At £300/day (220 days, £66,000/year), the Ltd vs umbrella gap reaches its widest point in the lower range: £419/month (£5,028/year). This is partly because the company profit of £49,294 still attracts 19% corporation tax — just under the £50,000 small profits threshold — while umbrella income at this rate crosses into 40% higher rate income tax.
Take-Home Comparison — £300/Day
| Ltd Company | Umbrella | PAYE | |
|---|---|---|---|
| Annual revenue | £66,000 | £66,000 | £66,000 |
| Gross personal income | £12,570 salary + £39,928 dividends | £56,739 salary | £58,043 salary |
| Income tax | £0 salary; £4,007 dividend tax | £10,128 | £10,649 |
| National Insurance | £0 (employee) | £3,145 | £3,171 |
| Monthly take-home | £4,041 | £3,622 | £3,685 |
| Annual take-home | £48,491 | £43,466 | £44,223 |
Ltd Company Calculation (Outside IR35)
Annual revenue: £66,000
- Director salary: −£12,570
- Employer NI: −£1,136
- Ltd expenses: −£3,000
- Taxable profit: £49,294 (just under £50,000 small profits limit)

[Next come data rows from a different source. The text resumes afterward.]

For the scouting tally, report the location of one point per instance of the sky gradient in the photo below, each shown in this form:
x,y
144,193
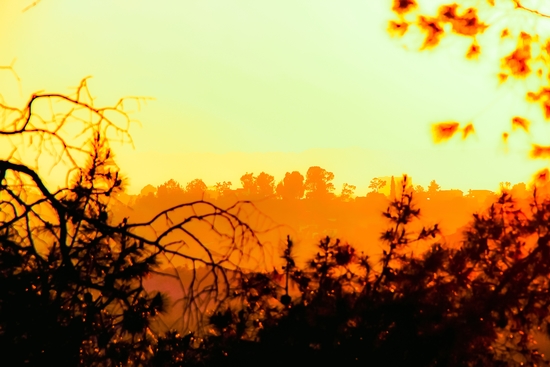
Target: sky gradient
x,y
274,86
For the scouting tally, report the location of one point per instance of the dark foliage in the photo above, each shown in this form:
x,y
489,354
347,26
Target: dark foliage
x,y
476,304
71,278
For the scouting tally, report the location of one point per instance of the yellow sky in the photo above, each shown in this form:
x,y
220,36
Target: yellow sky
x,y
275,86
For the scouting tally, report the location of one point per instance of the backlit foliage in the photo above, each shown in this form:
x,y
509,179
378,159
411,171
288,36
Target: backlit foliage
x,y
521,22
475,303
71,276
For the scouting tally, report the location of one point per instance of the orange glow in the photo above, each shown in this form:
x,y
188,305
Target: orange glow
x,y
518,61
473,51
398,28
542,177
468,130
466,24
539,151
520,122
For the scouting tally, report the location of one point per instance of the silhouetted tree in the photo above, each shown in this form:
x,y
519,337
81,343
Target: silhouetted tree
x,y
292,186
376,184
318,183
258,187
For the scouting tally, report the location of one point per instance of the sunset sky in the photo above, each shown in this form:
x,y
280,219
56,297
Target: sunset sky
x,y
274,86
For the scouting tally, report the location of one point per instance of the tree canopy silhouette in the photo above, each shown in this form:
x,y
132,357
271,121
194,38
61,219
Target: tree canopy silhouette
x,y
422,302
489,24
71,276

Corporation tax (19%): £9,366 Profit after CT: £39,928
Dividends:
- £500 at 0% = £0
- £37,200 (remaining basic rate room) at 8.75% = £3,255
- £2,228 (above £50,270 total income) at 33.75% = £752
- Total dividend tax: £4,007
Take-home: £12,570 + £39,928 − £4,007 = £48,491/year = £4,041/month
Umbrella Company Calculation (Inside IR35)
Revenue after umbrella margin: £64,500 Gross salary: (£64,500 + £750) ÷ 1.15 = £56,739
Umbrella crosses the higher rate threshold:
| Earnings | Rate | Tax |
|---|---|---|
| £12,571–£50,270 | 20% | £7,540 |
| £50,271–£56,739 | 40% | £2,588 |
| Total income tax | £10,128 |
Employee NI: (£37,700 × 8%) + (£6,469 × 2%) = £3,016 + £129 = £3,145
Take-home: £56,739 − £10,128 − £3,145 = £43,466/year = £3,622/month
PAYE Calculation
Gross salary: (£66,000 + £750) ÷ 1.15 = £58,043
- Income tax: £10,649 (£7,540 basic + £3,109 higher rate)
- Employee NI: £3,171
- Take-home: £44,223/year = £3,685/month
Why This Rate Has the Biggest Ltd Advantage
At £300/day, a unique combination makes Ltd maximally efficient:
- Company profit (£49,294) stays at 19% CT — just under the small profits threshold
- Umbrella income (£56,739) crosses into 40% higher rate — the worst position for PAYE
- Dividend higher rate exposure is minimal — only £2,228 of dividends taxed at 33.75%
Above £300/day, company profits cross £50,000 and attract marginal CT rates, slowly eroding the advantage. But the Ltd route remains significantly better up to £500/day.
Pension Strategy at £300/Day
With £39,928 in post-CT profit available for dividends, a £5,000 company pension contribution (paid directly from the company) would:
- Reduce taxable profit to £44,294 → CT saving at 19%: £950
- Completely eliminate the higher rate dividend exposure (personal income drops to £47,000)
- Net pension cost to company: ~£4,050 (after CT saving)
A £5,000/year company pension contribution costs effectively £4,050 and eliminates all higher rate tax exposure. At £300/day, pension contributions are highly efficient.
Worked Example — Helen, Senior Business Analyst
Helen contracts at £300/day as a senior business analyst in financial services, outside IR35. Annual revenue: £66,000.
Annual company accounts:
- Revenue: £66,000
- Salary + employer NI: £13,706
- Expenses: £3,000
- Company pension contribution: £5,000
- Profit: £44,294
- CT (19%): £8,416
- Available for dividends: £35,878
Helen’s income:
- Salary: £12,570
- Dividends: £35,878 (all in basic rate band → tax: £3,098)
- Monthly take-home: £3,779 (including pension benefit)
- Company pension pot: growing by £5,000/year
Without the pension, she’d take home £4,041/month but pay £752 in higher rate dividend tax. With the pension, she takes home slightly less personally but contributes £5,000/year to retirement at an effective cost of £4,050.